Brian: Time machine trickery

Minneola, Kansas—After twelve days of going stir crazy staring at the clock, we finally have started harvesting in Kansas … and it’s about time. This weather pattern is so unusual even the locals can’t recall another summer quite like this. Known for triple-digit heat and single-digit humidity, Kansas has instead given us foggy mornings and cloudy skies. The gale force winds that usually blow your hat off and into the next county have been light and variable, and even a few sprinkles on our tin roof have served as an alarm clock a few times this week.

As you can expect, this has significantly slowed our progress in the field. We managed to string together four consecutive days of harvesting for at least a few hours per day, but our working streak was ruined by a stray thunderstorm. Ironically, we have been stranded by rain in this specific field multiple times due to being on a dirt road. We should know better by now, but once again we found ourselves trudging through the mud in a walk of shame towards the closest gravel road to meet our ride home.

More times than not, the evening brings about thunderheads that threaten to brew up another round of storms. Harvesting with our lights on has been a rare occurrence this year.

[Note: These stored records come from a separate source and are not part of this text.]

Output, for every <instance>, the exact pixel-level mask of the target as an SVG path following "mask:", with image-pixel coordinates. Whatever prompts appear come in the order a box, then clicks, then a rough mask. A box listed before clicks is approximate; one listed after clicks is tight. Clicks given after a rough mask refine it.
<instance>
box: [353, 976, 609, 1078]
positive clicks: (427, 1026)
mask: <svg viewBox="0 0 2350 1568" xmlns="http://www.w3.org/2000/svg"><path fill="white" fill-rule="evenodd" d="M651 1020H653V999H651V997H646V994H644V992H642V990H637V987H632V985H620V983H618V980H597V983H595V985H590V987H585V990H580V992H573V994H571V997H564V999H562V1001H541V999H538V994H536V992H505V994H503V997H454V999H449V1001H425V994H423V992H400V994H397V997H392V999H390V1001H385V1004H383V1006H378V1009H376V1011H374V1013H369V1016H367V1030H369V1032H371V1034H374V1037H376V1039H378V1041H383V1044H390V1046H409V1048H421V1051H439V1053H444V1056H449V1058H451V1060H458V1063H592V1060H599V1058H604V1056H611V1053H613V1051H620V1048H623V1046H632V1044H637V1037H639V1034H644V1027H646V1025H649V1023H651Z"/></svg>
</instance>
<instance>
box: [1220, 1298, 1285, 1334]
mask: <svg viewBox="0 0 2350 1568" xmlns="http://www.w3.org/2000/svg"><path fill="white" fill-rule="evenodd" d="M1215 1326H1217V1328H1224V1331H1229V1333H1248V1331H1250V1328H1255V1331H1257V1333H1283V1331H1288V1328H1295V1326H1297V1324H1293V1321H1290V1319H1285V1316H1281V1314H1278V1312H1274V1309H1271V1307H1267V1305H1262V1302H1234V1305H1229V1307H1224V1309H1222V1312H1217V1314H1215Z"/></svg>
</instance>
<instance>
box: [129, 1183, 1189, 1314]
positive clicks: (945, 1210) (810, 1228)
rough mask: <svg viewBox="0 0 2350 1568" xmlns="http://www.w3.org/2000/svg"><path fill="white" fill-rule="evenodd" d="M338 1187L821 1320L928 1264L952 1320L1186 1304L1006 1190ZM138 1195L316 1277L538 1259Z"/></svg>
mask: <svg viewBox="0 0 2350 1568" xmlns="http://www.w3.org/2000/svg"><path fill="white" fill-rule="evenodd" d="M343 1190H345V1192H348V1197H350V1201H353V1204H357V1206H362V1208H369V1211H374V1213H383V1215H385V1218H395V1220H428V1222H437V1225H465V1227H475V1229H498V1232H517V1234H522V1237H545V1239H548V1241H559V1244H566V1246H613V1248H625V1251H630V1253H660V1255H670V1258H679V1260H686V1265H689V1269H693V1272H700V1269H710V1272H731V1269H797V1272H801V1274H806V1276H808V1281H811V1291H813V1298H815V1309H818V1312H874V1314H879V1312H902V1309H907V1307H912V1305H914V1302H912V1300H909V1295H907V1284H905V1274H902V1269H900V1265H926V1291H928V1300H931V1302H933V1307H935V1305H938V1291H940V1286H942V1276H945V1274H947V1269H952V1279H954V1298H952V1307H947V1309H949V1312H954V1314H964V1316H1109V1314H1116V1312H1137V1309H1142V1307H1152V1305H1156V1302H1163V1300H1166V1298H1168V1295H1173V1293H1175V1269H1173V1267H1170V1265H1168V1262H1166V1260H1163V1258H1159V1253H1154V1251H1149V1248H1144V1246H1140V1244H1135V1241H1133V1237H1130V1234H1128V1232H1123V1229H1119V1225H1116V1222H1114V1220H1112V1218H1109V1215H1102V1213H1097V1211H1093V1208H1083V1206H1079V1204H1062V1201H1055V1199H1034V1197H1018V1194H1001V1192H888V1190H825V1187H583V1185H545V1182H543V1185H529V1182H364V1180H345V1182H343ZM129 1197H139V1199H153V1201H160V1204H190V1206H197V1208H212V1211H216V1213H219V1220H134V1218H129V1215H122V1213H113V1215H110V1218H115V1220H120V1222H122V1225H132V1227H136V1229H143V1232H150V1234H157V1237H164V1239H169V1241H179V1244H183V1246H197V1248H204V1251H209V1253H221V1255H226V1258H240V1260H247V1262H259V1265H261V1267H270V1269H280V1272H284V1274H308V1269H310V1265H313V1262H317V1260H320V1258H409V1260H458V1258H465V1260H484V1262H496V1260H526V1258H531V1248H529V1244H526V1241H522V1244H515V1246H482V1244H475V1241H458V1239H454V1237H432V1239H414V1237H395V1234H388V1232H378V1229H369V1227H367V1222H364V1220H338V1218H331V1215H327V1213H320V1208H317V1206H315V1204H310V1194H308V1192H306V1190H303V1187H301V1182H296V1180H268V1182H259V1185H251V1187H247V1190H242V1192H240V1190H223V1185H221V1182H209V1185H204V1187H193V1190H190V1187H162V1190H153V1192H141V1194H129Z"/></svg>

We continue to fight mud in the fields as well, although it’s more of a nuisance compared to the heartache it caused in Oklahoma. Speaking of Oklahoma, our farmer there informed us since we left the area they have received 12 inches of additional rainfall. Talk about finishing in the nick of time. It’s also interesting to consider much of southwest Kansas has received more rain in the last two months than they have in the previous eighteen combined. We’ve had 19 rain events so far this summer, and it’s almost enough to make us wish we could turn back time to the year 2003. That summer we worked 68 days with only two days off.

The fields are too wet for the semis, and even fueling the combines with the pickup requires 4×4 and a little luck. Water along the ditches and ponds in the fields mean some areas will never be harvested.

Every day we are getting closer to finishing here, partially due to better weather, but also because of fewer acres than anticipated. Between the water creating ponds in the low spots and weeds overtaking some areas of the fields, we’ve had to leave areas unharvested. While disappointing, some tricky timing has us thankful Kansas will be done sooner rather than later.

There are no pretty pictures of wheat this year in Kansas. Many acres have been lost to weeds, even after the fields pictured here were sprayed to kill them 10 days ago. If you find a field without weeds the wheat is thin, short and poor. Harvesting in these conditions has proven to be trying.

We always knew there was going to a day of reckoning with all these weather delays. It has arrived. The worst case scenario of multiple states ready at the same time has once again become a reality. Talk about bad timing. Earlier this week a few fields were already harvested at our stop in central South Dakota. Of course before we move there we have our Nebraska acres waiting. This means we need to be in three states all at once, and outside of utilizing time machine trickery it’s simply impossible.

Nearly all crews are facing this dilemma, and there is no easy answer. In an occupation where timing is everything, we all seem to be at the right place at the wrong time. For us, forfeiting Nebraska to get to South Dakota ASAP has been determined the least worst option. In a year where all we want to do is work, seeing more acres snatched away is especially hard. Not being able to fulfill the commitments made to our Nebraska customers is even harder. I wish I had better news to report this week, but you know what they say … better luck next time.

We help celebrate Vernelle’s birthday with a traditional German chocolate cake with decorations provided by Judah and Canaan. She is one talented cook, and we often take for granted her variety of meals and remembering how to make everyone’s sandwiches with just their preferred condiments.
After tens of millions of revolutions, the draper head’s auger fingers get new guides and hardware installed. In Kansas we find ourselves often harvesting alongside trains and turbines.